L’homme avait été frappé d’un coup de lame, net, sous les côtes.
On l’avait laissé près de l’eau.
La nature avait achevé ce que l’acier avait commencé.
Une enquête, si l’on peut employer ce mot, débuta.
Pour vous donner une idée — et le formuler avec des concepts modernes — on procéda à des interrogatoires. D’abord l’entourage proche et les connaissances.
Une forme de reconstitution des dernières heures de la victime fut établie, ainsi qu’une inspection de la scène du crime.
Pas vraiment d’autopsie, bien sûr, mais une observation attentive du cadavre et de la blessure.
Un matin, au marché, je sentis quelque chose d’étrange.
Les conversations s’interrompaient lorsque je passais.

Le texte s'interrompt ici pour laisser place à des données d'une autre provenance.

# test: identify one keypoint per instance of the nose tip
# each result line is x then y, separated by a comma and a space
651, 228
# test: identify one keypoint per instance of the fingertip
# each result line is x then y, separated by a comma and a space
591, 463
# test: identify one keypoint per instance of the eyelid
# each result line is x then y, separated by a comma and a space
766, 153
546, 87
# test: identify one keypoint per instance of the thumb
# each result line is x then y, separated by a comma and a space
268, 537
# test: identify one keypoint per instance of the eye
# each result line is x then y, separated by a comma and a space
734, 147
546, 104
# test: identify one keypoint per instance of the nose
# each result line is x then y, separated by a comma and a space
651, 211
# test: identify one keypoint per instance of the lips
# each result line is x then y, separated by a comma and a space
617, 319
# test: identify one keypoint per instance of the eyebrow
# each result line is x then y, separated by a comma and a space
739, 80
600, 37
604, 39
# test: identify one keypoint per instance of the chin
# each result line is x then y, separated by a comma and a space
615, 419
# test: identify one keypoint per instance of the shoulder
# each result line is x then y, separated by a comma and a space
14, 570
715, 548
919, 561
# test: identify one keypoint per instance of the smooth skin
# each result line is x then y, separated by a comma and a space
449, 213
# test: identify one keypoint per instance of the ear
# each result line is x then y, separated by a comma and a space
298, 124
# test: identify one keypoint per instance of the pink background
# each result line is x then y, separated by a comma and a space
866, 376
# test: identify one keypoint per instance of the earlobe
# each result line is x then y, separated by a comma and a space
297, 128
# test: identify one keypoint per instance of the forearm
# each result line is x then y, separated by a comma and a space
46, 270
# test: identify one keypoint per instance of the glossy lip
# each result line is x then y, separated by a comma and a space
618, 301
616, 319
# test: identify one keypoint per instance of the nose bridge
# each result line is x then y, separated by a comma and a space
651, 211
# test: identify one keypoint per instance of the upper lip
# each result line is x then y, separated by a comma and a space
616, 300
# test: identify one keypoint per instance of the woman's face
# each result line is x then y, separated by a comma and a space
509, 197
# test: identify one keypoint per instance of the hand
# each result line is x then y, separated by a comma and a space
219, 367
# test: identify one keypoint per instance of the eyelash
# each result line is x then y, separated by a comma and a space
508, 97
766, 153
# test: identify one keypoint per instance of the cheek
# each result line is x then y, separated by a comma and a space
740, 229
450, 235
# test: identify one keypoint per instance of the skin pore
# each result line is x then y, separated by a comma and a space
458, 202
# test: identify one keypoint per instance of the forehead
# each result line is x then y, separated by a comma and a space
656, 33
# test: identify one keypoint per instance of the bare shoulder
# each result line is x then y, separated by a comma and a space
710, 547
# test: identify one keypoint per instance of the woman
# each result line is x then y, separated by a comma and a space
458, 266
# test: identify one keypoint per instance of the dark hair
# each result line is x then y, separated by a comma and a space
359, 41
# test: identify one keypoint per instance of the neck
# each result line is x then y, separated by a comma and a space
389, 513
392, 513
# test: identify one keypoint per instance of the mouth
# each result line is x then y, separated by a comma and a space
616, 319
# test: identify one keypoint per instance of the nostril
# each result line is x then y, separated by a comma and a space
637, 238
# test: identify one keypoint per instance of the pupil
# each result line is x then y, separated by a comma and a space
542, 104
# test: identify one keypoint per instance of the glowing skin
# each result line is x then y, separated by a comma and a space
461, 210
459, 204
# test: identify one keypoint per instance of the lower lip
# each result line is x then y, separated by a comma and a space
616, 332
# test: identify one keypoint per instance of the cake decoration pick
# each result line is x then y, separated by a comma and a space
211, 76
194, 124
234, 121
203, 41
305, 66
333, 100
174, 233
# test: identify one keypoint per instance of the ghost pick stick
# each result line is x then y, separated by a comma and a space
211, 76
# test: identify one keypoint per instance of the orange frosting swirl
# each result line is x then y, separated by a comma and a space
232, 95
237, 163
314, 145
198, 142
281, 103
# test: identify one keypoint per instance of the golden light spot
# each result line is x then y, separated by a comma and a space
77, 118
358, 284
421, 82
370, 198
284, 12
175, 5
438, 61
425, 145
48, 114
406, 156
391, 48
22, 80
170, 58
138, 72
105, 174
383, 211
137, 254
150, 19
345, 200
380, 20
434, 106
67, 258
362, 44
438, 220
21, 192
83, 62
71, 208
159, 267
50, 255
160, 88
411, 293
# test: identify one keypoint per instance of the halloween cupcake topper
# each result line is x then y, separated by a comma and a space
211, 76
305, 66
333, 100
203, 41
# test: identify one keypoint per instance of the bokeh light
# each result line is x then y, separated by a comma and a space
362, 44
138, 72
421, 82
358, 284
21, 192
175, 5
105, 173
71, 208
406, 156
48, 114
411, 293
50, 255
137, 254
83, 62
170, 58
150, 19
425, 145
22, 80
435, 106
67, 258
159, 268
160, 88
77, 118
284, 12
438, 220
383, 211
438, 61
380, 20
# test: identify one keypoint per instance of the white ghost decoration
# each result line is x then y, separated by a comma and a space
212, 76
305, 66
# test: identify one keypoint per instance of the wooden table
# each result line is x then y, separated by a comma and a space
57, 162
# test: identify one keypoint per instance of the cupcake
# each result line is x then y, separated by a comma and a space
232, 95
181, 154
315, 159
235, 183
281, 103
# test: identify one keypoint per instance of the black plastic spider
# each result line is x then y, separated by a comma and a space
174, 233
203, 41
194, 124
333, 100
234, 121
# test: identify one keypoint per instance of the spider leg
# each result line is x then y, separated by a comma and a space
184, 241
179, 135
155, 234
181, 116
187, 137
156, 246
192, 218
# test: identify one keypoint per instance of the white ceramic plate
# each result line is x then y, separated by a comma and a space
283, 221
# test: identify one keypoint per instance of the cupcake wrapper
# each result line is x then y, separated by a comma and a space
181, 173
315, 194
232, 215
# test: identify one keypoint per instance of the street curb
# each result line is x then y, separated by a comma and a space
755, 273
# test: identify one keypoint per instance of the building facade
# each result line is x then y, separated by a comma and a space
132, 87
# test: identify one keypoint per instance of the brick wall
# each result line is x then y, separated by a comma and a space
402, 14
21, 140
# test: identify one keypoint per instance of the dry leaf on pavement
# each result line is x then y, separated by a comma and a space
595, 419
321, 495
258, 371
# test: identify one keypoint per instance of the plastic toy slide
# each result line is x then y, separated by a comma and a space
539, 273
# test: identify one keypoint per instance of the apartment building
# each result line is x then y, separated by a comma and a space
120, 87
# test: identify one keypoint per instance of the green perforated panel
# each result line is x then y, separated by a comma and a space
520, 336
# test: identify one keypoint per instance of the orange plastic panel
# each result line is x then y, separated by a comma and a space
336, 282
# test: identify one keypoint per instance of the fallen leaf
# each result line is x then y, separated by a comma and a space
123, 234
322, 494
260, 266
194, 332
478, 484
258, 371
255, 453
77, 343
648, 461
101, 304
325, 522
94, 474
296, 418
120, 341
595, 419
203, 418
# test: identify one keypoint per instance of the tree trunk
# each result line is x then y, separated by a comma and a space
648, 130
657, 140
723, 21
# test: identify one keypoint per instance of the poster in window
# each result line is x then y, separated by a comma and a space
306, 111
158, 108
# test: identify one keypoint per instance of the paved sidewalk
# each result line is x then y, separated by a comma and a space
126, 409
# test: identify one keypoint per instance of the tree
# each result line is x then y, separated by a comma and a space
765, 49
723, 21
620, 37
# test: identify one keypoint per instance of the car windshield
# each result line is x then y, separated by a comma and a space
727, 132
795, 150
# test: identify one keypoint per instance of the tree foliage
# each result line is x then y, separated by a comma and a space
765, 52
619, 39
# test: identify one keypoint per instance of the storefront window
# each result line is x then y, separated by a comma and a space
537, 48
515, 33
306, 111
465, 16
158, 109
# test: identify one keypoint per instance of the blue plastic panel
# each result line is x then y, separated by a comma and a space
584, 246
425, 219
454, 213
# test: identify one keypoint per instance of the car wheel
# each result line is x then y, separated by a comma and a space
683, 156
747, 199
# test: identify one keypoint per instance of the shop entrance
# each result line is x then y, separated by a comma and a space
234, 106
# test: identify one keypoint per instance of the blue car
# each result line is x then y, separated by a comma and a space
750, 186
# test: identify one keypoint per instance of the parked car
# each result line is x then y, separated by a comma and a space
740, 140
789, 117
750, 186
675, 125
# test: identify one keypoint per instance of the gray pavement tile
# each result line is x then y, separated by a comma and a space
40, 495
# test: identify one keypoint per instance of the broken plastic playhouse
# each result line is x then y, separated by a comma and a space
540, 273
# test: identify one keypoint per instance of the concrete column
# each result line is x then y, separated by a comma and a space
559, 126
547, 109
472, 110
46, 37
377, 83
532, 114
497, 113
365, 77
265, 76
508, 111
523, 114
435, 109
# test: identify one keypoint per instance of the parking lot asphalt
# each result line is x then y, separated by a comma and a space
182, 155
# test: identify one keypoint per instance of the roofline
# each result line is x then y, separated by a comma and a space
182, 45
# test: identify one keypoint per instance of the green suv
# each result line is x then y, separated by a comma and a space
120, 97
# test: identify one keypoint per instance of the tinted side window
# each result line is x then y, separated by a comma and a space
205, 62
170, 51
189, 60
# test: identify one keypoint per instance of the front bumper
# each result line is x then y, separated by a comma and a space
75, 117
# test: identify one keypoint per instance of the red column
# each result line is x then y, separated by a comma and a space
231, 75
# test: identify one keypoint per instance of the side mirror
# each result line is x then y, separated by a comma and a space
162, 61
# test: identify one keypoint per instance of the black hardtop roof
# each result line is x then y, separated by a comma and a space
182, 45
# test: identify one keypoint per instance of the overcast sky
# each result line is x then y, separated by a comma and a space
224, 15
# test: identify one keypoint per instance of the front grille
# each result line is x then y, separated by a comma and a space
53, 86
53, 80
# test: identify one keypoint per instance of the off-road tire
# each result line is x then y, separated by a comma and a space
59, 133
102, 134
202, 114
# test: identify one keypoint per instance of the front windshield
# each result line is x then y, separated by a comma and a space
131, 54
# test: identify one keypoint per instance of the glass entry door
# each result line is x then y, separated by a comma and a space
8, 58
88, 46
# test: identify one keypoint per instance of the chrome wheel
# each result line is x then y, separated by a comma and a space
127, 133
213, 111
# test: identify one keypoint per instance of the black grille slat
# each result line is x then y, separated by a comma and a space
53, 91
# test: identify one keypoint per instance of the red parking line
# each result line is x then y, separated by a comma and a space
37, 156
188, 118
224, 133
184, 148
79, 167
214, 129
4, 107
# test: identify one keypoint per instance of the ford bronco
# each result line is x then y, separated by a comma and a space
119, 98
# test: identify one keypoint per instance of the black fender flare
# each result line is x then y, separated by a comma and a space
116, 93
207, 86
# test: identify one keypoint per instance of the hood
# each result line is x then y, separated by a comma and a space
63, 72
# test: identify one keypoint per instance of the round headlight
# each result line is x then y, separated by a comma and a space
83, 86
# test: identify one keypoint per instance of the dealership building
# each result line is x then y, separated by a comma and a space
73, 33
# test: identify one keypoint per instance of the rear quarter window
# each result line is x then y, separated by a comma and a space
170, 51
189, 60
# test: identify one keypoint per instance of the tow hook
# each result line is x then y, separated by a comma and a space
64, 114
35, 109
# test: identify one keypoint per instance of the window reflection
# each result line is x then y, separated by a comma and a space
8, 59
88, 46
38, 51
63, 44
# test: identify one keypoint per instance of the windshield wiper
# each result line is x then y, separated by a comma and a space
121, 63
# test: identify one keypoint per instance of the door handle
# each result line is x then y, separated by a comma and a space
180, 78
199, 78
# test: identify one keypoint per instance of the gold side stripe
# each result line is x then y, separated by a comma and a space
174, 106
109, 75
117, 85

On ne disait rien franchement.
Mais je compris.
Certaines voix désignaient l’homme bizarre, un peu dans la lune.
J’appris ensuite que ce n’était pas tout à fait exact.
C’était plus personnel.
Depuis son arrivée, les choses ont changé.
On ne m’accusait pas encore.
On suggérait.
Puis un homme parla à voix haute.
Sans détour.
Je ne comprenais pas tout.
Mais je compris assez.
Mon esprit moderne chercha d’abord la logique.
Je parlai de preuves, de certitudes, de doute raisonnable, de démonstrations.
On me regarda incrédule, comme si je parlais d’un autre monde.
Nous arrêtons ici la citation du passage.